Davis Bend, Mississippi (now known as Davis Island), also known as Hurricane Island Bend, was a peninsula named after planter Joseph Emory Davis, who owned most of the property. There he established the 5,000-acre Hurricane Plantation as a model slave community. Davis Bend was about 15 miles south of Vicksburg, Mississippi, and was surrounded by the Mississippi River on three sides. Davis gave his much younger brother Jefferson Davis the adjoining Brierfield Plantation.

== Geography ==
Davis Bend was located adjacent to Palmyra Island and New Carthage, Louisiana.

==History==

Joseph Emory Davis was influenced by the utopian socialist ideas of Robert Owen, whom he met in the 1820s during Owen's tour in the United States. When Davis established his Hurricane Plantation at Davis Bend, he worked to create a model cooperative slave community. He hoped to show that a higher functioning and profitable community could be achieved within slavery. He allowed a high degree of self-government for his 350 slaves, provided better nutrition and health and dental care, and created a communal environment. He worked closely with Benjamin T. Montgomery, a brilliant and literate African American slave, whom he allowed to establish a store on the property and who managed much of the marketing of plantation produce.

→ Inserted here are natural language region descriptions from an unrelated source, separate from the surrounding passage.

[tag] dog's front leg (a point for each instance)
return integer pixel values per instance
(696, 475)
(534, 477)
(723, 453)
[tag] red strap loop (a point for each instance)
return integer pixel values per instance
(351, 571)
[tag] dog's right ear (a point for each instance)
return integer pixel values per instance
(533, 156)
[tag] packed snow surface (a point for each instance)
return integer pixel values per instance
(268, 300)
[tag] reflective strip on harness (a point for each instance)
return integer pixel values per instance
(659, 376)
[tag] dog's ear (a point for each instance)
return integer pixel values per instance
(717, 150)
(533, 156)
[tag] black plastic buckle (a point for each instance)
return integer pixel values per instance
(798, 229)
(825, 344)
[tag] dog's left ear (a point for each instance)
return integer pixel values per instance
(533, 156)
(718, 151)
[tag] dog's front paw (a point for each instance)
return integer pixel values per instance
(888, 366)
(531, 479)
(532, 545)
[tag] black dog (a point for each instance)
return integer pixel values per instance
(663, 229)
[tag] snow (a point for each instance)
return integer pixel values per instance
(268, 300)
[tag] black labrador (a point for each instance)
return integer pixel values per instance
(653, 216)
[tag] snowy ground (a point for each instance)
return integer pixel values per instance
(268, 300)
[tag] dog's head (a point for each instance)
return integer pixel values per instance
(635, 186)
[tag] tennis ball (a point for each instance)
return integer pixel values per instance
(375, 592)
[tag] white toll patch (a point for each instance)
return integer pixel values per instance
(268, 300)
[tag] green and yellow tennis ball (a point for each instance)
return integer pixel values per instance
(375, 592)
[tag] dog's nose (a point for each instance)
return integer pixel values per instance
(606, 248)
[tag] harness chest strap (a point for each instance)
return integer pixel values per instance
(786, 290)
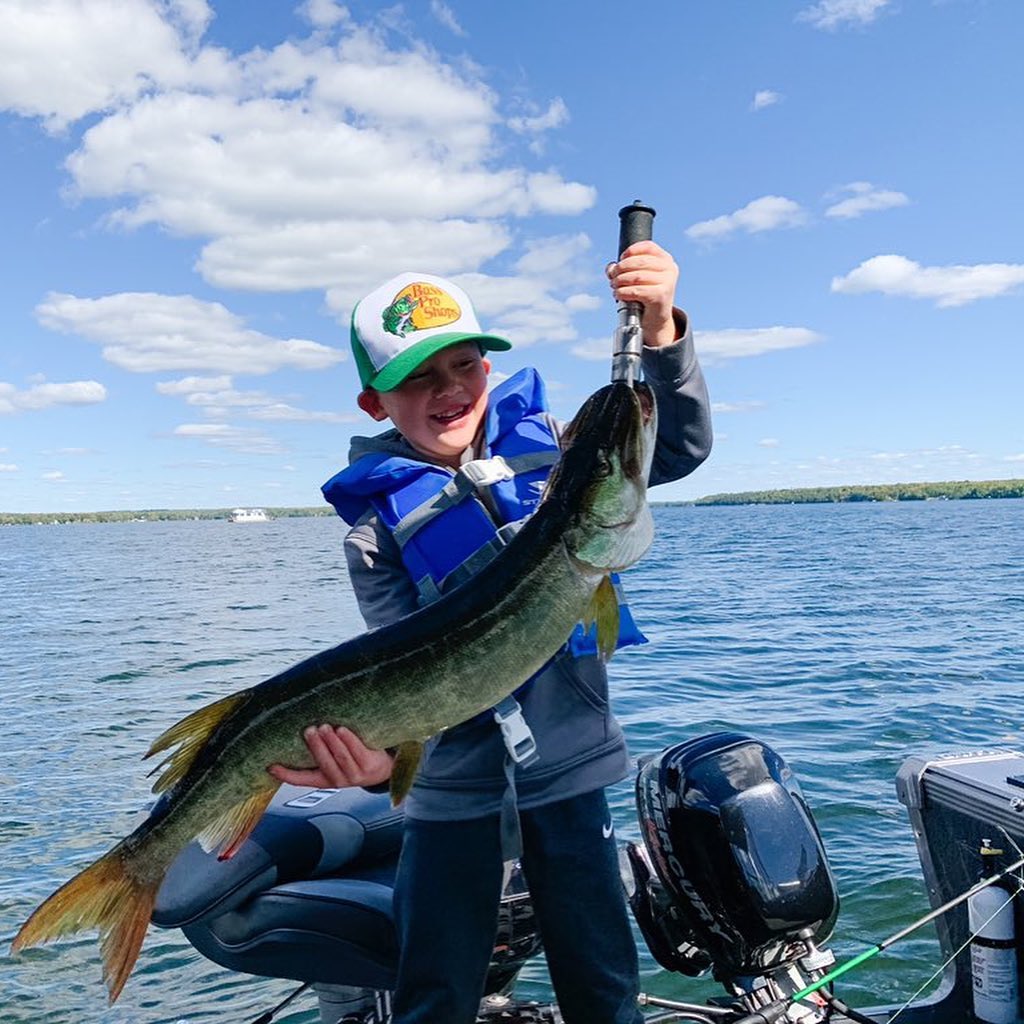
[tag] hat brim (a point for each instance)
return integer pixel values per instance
(404, 363)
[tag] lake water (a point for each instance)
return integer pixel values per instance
(847, 636)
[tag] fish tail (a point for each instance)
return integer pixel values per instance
(103, 896)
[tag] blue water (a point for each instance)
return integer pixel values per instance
(847, 636)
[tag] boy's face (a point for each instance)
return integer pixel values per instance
(438, 408)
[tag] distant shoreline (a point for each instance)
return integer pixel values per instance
(949, 491)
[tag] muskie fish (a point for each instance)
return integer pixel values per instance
(393, 686)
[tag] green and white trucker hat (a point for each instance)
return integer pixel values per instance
(408, 318)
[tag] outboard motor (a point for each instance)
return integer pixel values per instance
(732, 875)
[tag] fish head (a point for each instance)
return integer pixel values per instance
(603, 477)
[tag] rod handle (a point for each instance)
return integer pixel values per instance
(636, 223)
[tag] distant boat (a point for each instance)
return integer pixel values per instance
(248, 515)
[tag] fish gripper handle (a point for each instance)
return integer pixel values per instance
(636, 223)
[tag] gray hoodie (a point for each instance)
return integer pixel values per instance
(580, 743)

It took some effort for Davis to recover his property after the war, as it had been confiscated by the Freedman's Bureau. In 1867 the peninsula became an island after the flooding Mississippi River cut a new channel across its neck. Davis sold the property to his former slave, freedman Ben Montgomery. The community continued as a cooperative until the 1880s. At that time continually falling cotton prices, costs of transportation by water to the mainland, an economic depression, and hostility from the white community, finally caused it to fail. Isaiah Montgomery, Benjamin's son, led many of the residents to a new black community, founding Mound Bayou in northwest Mississippi.